Projeto social no Copacabana ganha voz na Câmara

Atividades ajudam a ocupar o tempo de crianças durante a pandemia com desenvolvimento de habilidades

Matheus Augusto

Quem discursou no Plenário da Câmara nesta terça-feira, 23, foi Sidnéia Hermes, uma das idealizadoras do projeto “Cola na Copa, Arte na Periferia”, que “visa oferecer oportunidades às crianças e adolescentes para que se afastem da criminalidade”. Professora de matemática há 20 anos, ela contou sua história com o bairro Copacabana, onde viu a implantação do “Minha Casa, Minha Vida”. 

— Estamos tentando criar uma comunidade. Éramos 500 famílias que não se conheciam e agora, passados 8 anos, podemos dizer que somos irmãos, amigos e não só vizinhos — destacou.

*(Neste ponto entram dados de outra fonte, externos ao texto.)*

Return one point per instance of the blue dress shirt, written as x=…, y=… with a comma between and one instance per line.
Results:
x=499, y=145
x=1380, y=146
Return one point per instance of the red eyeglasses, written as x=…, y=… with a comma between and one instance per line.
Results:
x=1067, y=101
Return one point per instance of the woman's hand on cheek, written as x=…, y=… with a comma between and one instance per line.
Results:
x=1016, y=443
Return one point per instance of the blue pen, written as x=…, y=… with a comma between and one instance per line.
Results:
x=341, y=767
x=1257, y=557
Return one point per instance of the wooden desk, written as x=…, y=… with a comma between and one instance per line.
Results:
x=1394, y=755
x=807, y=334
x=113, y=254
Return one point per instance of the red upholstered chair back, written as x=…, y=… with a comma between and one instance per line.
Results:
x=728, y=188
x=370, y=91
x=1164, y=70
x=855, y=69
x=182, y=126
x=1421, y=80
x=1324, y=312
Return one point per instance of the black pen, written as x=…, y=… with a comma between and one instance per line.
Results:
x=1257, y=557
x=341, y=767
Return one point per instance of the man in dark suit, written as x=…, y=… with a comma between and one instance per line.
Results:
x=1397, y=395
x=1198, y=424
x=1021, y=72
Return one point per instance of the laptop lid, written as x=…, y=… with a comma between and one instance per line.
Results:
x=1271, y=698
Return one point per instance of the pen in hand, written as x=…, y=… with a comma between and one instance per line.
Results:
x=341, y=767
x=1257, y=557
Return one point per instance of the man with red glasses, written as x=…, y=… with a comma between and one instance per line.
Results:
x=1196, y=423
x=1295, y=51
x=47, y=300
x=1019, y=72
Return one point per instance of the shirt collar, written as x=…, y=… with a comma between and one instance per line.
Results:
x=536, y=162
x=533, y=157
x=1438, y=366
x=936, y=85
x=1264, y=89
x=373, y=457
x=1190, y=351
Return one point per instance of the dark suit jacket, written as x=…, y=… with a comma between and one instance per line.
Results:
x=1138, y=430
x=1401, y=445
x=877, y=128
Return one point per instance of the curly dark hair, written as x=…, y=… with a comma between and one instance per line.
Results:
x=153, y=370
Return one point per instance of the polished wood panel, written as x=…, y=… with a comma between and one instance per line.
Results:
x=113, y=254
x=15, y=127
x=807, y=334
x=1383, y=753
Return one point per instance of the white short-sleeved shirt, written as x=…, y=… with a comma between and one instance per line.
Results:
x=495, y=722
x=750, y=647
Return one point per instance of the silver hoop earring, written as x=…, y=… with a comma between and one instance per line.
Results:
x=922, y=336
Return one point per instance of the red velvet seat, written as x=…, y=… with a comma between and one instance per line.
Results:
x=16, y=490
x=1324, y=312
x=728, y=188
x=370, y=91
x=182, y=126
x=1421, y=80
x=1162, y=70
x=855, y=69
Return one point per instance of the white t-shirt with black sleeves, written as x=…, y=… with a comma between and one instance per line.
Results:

Segundo ela, “lá não teve pandemia, teve férias”, em referência às crianças brincando nas ruas. 

— Eu percebi que só aquela mesmice de rua todos os dias não era suficiente, que precisávamos de algo mais — citou.

Percebendo a necessidade de desenvolver “algo diferente” para que “eles tivessem uma visão de mundo maior que tem hoje”, Sidnéia juntamente com sua comunidade criou o “Cola no Copa”. O intuito é ampliar a limitada visão de mundo de parte das crianças e adolescentes, haja visto que muitos não conhecem nem mesmo a região central da cidade.

O primeiro apoio do projeto, que ganhou forma em janeiro, veio do Quilombo Urbano, com a oferta de oficinas de hip hop, grafite, criação e contação de história. As mães também auxiliam com exercícios de artesanato. Hermes garante que todas as normas de segurança sanitária são seguidas, com uso de máscara e respeito ao distanciamento social, com as oficinas sendo realizadas ao ar livre. 

O empenho dos envolvidos, porém, não é suficiente para dar à proposta condições ideias de realização.

— A gente precisa do braço público. A comunidade, quando quer, consegue muita coisa, mas a gente precisa de ajuda do braço público — citou.

A declaração aos vereadores não é o primeiro pedido de ajuda da professora. Ela contou ter protocolado sete ofícios solicitando a limpeza do campo de futebol do bairro, considerado o “único espaço público” do bairro. Nenhum foi respondido.

— As oficinas estão acontecendo no meu quintal. Nada contra, mas precisamos de um espaço mais adequado para funcionar — explicou.

Sidnéia, entretanto, reconheceu os esforços da atual administração em realizar obras e limpezas em outros locais da cidade, mas pediu atenção especial ao caso.

— Sem a limpeza, que é grande devido ao tamanho do mato, sem uma patrola, não é possível — comentou.

“Cola no Copa” conta atualmente com 40 crianças, entre 7 e 15 anos de idade. Entre as atividades, todas recebem um lanche.

— Não tem nada melhor para segurar menino que um cachorro quente e um refrigerante — brincou Sidnéia.

No futuro, “não tão distante”, ela espera ampliar o projeto e, por exemplo, produzir uniformes. “Dar a elas um sentido de pertencer a algo maior, que é algo que falta hoje às crianças", defendeu. O objetivo é desenvolver nos participantes sentimentos de orgulho da região onde cresceram e possam lutar por melhorias na região.